The CLS -- which received the highest dollar amount offered by the DOE's International Research and Studies program -- is using the money to develop interactive online templates, programs that will allow faculty members to provide pedagogical structure and context for authentic materials in any language with full multimedia support. Yale was one of 23 institutions to receive the grants. (See related story.)
Language-specific versions of several of the templates are already being used by Yale faculty in Spanish, Chinese, Korean, Russian and modern Greek. Their feedback will help the CLS staff to program the templates so they are as easy as possible for both faculty and students to use. The DOE grant includes funding for Yale's senior lectors in the Department of Near Eastern Languages and Civilizations to provide sample content for the nine templates in Arabic, Hebrew and Persian. The faculty members involved in the project are Bassam Frangieh (Arabic), Ayala Dvoretzky (Hebrew) and Fereshteh Amanat-Kowssar (Persian).
"This is cutting-edge pedagogy," says Nina Garrett, director of the CLS and principal investigator on the grant. "The templates created under this grant at Yale will eventually be used by language faculty not just here but throughout the United States, especially by those teaching the less commonly taught languages (LCTLs) for which few materials are available.

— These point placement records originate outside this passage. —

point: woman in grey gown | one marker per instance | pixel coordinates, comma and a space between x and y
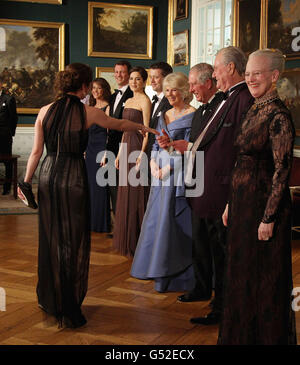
164, 250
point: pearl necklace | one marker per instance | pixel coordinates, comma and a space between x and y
266, 99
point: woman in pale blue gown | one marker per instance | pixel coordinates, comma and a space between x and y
164, 250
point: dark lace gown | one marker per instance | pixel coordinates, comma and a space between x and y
131, 200
64, 214
258, 275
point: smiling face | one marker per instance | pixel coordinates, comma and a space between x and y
121, 75
221, 73
136, 82
97, 91
197, 88
259, 77
156, 79
174, 96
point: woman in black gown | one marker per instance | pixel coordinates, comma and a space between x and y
258, 276
100, 210
64, 209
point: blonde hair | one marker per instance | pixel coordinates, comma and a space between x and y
276, 57
179, 81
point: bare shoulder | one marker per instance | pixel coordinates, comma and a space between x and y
191, 109
145, 101
43, 112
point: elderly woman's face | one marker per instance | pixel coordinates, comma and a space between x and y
258, 76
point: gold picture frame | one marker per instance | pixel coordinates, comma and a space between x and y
181, 8
247, 26
32, 53
272, 26
120, 31
57, 2
109, 75
181, 48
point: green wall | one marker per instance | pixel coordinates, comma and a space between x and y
74, 13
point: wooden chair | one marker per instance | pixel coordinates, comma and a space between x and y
14, 179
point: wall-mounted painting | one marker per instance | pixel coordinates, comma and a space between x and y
283, 26
181, 48
31, 54
41, 1
289, 91
121, 31
181, 9
247, 28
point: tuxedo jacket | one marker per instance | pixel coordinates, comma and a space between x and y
114, 137
163, 106
8, 115
220, 153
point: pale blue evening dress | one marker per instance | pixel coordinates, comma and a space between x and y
164, 249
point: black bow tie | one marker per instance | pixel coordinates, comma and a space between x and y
154, 99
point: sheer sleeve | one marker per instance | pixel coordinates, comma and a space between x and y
281, 132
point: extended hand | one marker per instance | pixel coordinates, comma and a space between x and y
180, 145
265, 231
164, 140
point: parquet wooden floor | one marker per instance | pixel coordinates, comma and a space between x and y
120, 310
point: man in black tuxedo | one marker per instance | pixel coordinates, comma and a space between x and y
116, 106
8, 123
160, 104
216, 137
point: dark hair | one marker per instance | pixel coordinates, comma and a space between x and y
141, 71
106, 90
72, 78
165, 68
124, 63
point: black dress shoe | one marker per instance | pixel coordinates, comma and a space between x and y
192, 297
211, 318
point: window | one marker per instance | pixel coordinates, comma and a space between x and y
211, 29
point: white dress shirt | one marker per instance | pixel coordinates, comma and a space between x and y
119, 96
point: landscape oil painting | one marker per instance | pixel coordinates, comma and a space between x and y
31, 54
117, 30
283, 27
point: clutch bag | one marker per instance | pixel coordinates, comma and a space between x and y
28, 194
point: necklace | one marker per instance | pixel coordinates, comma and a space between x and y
266, 99
180, 114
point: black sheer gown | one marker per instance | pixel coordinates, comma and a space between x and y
64, 221
258, 275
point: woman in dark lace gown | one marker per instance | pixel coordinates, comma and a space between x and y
99, 199
132, 200
63, 196
258, 276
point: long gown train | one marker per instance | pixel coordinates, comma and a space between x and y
64, 214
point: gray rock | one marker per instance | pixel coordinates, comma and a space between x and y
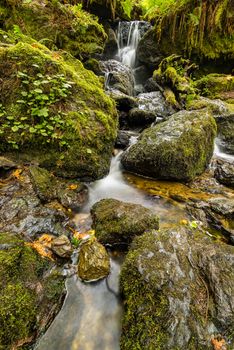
179, 148
124, 138
224, 173
148, 52
93, 261
117, 222
152, 107
62, 247
120, 77
178, 290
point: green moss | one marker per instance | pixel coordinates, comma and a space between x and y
59, 26
200, 29
89, 116
21, 269
214, 85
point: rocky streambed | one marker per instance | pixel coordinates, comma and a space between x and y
143, 257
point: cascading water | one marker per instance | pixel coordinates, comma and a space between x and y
127, 53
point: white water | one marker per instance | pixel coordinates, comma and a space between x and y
90, 316
114, 186
220, 154
127, 54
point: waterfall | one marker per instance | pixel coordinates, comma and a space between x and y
127, 52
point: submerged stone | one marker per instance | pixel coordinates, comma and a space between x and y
178, 149
93, 261
62, 246
178, 290
117, 222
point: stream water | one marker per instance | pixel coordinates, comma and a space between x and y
90, 318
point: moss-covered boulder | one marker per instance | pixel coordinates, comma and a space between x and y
178, 149
174, 73
26, 294
216, 86
117, 222
178, 290
58, 26
93, 261
54, 112
202, 30
70, 193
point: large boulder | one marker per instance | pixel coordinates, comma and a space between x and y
55, 112
70, 193
117, 222
118, 76
178, 290
30, 296
151, 107
224, 173
178, 149
57, 26
93, 261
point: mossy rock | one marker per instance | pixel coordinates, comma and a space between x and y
177, 149
117, 222
24, 309
164, 282
202, 30
75, 126
215, 85
58, 26
93, 261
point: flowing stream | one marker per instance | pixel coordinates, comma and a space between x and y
90, 318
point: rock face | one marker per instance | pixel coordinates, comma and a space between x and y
178, 149
120, 76
225, 125
152, 107
93, 261
22, 213
74, 128
30, 296
72, 29
224, 173
117, 222
62, 247
71, 194
178, 288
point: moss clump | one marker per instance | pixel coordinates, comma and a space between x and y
173, 73
54, 111
55, 25
177, 149
202, 29
21, 270
118, 222
215, 85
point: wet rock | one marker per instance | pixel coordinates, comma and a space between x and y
148, 51
21, 211
117, 222
71, 194
123, 102
224, 173
111, 45
225, 125
178, 290
93, 261
124, 138
31, 294
179, 148
62, 246
151, 85
152, 107
6, 166
120, 77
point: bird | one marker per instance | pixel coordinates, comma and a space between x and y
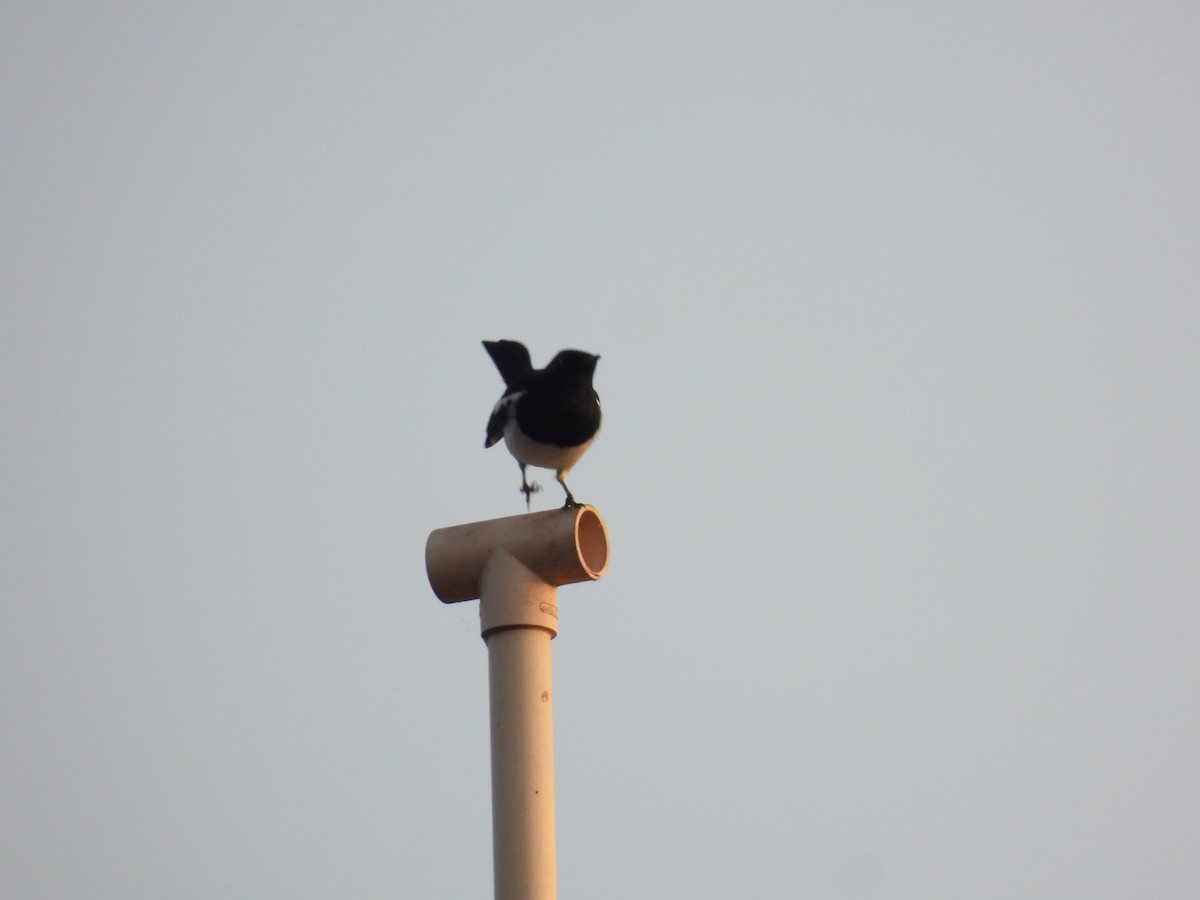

The language-specific materials are also likely to be used nationwide by students learning LCTLs on their own, like those in our Directed Independent Language Study program."
The templates under development include "Annotating Reading Texts," which allows words in a text to be linked to a wide range of glosses (such as definitions or cultural notes, audio, pictures or video); "Galleries of Language, Images, Flashcards, Sound," a template for developing picture dictionaries with audio; and "Companion for Reading Authentic Foreign Texts," which structures websites supplying vocabulary, idioms, cultural notes, background references or comprehension information on any assigned topic for students reading foreign-language newspapers or other texts online. "Listening Options" allows students to develop their comprehension of different dialects or accents of a language by contrasting the standard with a regional variation, or to understand language spoken at native speed with the help of an alternate slower version.
"These learning activities are crucial for students preparing to go abroad, where they won't hear the carefully articulated standard language of the classroom," says Garrett. "Mark Twain once said that he'd learned elementary French, but then discovered that no one in Paris speaks it."
The CLS's template portfolio also includes "Video Software for Instruction Online," "Grammar Exercises," "Grammar Concepts," "Dictation" and "Lecture Notes." The latter template will give students preparing for a semester or year abroad essential practice in taking notes from lectures and speeches in a foreign language, notes Garrett.
The grant funding began this September and will continue through the summer of 2006.